Machine Learning: Notes on Overfitting

A model is an overfit when it has learned certain unique features of the training data, but not enough general ones to perform well on unseen data. It is thus not ready for real-world use.


  • If a model has high variance and low bias, its training accuracy increases, but validation accuracy decreases with each epoch.
  • If the training set has noisy data, it may decrease the validation accuracy and increase the variance.
  • If the model is too complex, the bias will be low, but variance high.
  • If the training data is not large or varied enough, then the model will get to explore only a few scenarios or possibilities. The patterns in the unseen data will be new to it.

Detecting overfitting:

We start testing our data as soon as we can, so we know how it is performing on unseen images. We take actions as per the demand and need.

Preventing Overfitting

(1) More training data: With more data, the model has more chance to learn patterns general to the data at hand.

(2) Data augmentation: We apply transformations to the existing dataset to increase the dataset size artificially. Also, the model gets to see images from more perspectives because of the transformations.

(3) Standardization: Without normalized inputs, weights tend to vary dramatically, causing overfitting and high variance. The model becomes too focused on a few features.

(4) Feature Selection: Too many features confuse the model as to what to focus on. It ends up learning even the non-relevant ones–given the scarcity of training data–and cannot perform well on unseen images.

(5) Cross-Validation: Cross validation makes sure we are not monolithic with respect to the training and validation data. It removes any chance of the model’s dependency on the training data.

(6) Early Stopping: We stop the training when the validation loss begins to rise. The idea is to capture that set of weights which generalize most. We stop the model from learning more when the noise in the training set begins to impact it.

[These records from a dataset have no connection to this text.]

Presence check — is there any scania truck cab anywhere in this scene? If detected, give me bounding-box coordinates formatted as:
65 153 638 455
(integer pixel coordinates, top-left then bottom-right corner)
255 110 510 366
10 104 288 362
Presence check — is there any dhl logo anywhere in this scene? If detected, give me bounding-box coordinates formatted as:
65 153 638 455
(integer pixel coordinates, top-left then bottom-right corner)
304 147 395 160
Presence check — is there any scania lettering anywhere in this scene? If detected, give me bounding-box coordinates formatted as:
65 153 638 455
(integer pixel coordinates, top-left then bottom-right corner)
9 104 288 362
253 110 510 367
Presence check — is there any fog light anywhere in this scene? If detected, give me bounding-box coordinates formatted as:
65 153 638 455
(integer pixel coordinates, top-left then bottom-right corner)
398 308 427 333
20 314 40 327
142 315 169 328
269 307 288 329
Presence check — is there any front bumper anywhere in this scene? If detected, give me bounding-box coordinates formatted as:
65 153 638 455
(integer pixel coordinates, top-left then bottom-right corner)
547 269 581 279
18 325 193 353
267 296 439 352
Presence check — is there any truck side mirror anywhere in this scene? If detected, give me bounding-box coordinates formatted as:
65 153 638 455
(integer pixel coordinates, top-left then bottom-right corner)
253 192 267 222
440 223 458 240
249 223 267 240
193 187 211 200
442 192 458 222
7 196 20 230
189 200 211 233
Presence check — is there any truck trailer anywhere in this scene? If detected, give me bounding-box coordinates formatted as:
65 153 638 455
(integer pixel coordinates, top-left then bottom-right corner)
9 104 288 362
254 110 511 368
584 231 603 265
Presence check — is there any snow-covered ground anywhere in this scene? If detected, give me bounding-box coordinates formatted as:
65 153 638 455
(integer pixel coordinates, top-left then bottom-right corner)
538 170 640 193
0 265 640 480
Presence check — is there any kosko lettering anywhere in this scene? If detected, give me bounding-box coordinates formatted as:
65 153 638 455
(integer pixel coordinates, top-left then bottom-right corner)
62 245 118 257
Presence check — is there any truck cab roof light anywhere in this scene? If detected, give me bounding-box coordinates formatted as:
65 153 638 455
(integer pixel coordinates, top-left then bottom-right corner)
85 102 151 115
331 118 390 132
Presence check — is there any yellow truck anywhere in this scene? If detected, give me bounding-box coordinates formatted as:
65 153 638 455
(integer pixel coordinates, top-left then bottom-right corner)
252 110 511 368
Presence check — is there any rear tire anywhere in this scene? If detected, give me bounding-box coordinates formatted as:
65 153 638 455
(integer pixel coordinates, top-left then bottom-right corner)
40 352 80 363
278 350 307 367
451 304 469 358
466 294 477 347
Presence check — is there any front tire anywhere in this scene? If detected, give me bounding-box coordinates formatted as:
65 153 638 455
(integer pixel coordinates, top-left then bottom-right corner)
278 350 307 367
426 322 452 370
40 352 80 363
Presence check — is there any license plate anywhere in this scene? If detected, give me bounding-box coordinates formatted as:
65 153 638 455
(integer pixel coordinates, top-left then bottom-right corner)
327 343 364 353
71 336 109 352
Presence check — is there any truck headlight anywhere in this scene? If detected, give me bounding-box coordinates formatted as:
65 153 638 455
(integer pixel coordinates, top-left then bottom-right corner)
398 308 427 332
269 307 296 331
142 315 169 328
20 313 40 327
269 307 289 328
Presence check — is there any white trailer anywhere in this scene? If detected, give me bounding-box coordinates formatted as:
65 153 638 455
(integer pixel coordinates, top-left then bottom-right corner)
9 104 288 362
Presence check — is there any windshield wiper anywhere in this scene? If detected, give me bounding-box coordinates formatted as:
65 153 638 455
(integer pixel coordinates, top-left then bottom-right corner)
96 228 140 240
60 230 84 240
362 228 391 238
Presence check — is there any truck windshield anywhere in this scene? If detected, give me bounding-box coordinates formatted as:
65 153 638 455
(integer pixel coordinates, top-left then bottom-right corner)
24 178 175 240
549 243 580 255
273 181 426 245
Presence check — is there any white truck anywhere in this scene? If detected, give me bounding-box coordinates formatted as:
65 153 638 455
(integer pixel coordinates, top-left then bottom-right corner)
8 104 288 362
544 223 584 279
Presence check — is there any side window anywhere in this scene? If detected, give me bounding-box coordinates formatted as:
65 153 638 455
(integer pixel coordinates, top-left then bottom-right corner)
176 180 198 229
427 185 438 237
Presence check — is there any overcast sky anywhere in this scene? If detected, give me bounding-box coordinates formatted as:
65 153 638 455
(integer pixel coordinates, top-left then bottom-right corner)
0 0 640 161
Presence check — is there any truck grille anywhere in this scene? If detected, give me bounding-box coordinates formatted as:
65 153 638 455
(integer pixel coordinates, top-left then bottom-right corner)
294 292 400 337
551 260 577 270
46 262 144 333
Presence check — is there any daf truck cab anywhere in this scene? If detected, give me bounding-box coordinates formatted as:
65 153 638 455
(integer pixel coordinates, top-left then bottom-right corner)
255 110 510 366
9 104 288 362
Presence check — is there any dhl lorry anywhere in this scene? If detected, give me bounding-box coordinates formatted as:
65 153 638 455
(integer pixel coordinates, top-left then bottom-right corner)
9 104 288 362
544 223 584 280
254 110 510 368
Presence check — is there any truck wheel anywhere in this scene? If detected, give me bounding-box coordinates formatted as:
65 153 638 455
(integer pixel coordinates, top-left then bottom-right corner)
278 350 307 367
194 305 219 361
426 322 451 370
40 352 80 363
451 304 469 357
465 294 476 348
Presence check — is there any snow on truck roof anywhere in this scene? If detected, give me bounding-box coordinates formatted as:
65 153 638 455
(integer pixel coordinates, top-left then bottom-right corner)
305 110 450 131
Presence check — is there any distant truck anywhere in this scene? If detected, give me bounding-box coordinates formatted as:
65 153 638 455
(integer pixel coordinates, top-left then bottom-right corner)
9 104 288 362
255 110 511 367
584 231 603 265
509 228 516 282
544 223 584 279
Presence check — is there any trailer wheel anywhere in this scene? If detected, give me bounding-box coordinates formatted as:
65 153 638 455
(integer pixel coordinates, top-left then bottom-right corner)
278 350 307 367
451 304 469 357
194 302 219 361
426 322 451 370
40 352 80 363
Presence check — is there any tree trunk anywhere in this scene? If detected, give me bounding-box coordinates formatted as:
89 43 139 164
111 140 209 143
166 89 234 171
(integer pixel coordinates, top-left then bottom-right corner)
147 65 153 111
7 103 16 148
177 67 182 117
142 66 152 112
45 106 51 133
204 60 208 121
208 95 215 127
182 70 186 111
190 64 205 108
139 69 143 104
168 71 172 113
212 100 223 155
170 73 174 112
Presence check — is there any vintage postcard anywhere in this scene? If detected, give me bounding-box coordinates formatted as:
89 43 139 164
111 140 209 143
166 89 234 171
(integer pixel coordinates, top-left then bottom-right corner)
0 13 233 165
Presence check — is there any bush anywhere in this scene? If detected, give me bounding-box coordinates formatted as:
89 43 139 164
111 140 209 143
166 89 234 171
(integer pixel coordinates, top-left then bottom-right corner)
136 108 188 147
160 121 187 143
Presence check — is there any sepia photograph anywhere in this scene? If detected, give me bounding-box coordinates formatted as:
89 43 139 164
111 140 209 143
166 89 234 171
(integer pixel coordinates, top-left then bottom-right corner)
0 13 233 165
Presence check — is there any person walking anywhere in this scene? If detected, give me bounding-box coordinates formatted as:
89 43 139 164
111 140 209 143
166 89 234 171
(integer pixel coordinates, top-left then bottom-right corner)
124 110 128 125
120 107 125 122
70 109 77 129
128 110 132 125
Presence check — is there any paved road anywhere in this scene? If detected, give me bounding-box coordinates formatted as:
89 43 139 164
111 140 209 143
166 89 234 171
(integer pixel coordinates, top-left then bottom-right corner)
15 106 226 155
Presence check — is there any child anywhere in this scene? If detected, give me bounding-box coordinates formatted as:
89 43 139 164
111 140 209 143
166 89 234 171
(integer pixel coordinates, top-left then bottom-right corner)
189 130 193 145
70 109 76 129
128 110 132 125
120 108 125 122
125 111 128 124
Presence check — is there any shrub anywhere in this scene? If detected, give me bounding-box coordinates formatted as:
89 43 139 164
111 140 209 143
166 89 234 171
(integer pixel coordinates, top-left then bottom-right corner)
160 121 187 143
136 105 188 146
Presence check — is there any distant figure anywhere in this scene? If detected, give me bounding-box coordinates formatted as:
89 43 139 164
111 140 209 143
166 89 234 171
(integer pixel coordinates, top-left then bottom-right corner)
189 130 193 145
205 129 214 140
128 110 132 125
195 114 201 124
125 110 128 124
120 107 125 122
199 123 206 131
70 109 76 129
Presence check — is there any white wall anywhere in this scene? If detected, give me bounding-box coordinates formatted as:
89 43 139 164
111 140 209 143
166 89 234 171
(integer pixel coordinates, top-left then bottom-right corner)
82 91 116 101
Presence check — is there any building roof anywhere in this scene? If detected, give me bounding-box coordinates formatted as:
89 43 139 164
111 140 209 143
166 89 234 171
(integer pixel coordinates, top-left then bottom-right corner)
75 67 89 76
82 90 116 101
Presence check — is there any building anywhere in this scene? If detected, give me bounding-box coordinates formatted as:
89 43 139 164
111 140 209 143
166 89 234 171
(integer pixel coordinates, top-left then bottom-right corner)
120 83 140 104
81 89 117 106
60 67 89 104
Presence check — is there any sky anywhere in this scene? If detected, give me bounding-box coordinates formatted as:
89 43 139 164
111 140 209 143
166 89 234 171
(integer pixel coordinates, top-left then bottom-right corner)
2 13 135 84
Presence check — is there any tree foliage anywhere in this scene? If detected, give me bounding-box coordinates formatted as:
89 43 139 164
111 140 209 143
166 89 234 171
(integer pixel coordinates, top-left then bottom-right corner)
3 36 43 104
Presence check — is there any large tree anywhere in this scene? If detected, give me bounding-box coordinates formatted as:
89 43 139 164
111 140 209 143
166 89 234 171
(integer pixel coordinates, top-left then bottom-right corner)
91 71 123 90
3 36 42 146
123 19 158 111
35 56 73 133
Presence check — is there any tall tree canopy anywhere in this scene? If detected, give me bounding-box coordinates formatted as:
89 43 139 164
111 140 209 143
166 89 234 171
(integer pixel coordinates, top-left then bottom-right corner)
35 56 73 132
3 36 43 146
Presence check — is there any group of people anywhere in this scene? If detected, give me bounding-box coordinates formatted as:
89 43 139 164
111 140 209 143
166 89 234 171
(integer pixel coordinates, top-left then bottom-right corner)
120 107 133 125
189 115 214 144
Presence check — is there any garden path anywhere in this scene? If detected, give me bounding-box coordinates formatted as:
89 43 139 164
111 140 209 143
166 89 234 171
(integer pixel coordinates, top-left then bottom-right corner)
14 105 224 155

(7) Ensembling: We combine multiple strategically generated models, such as classifiers or experts, in this technique to obtain better predictive performance. It reduces variance, minimizes modeling method bias, and decreases the chances of overfitting.

(8) Regularization: Regularization decreases the complexity of the model by significantly reducing the variance while only slightly increasing the bias. The most widely used regularization methods are L1(Lasso), L2(Ridge), Elastic Net, Dropout, Batch Normalization, etc.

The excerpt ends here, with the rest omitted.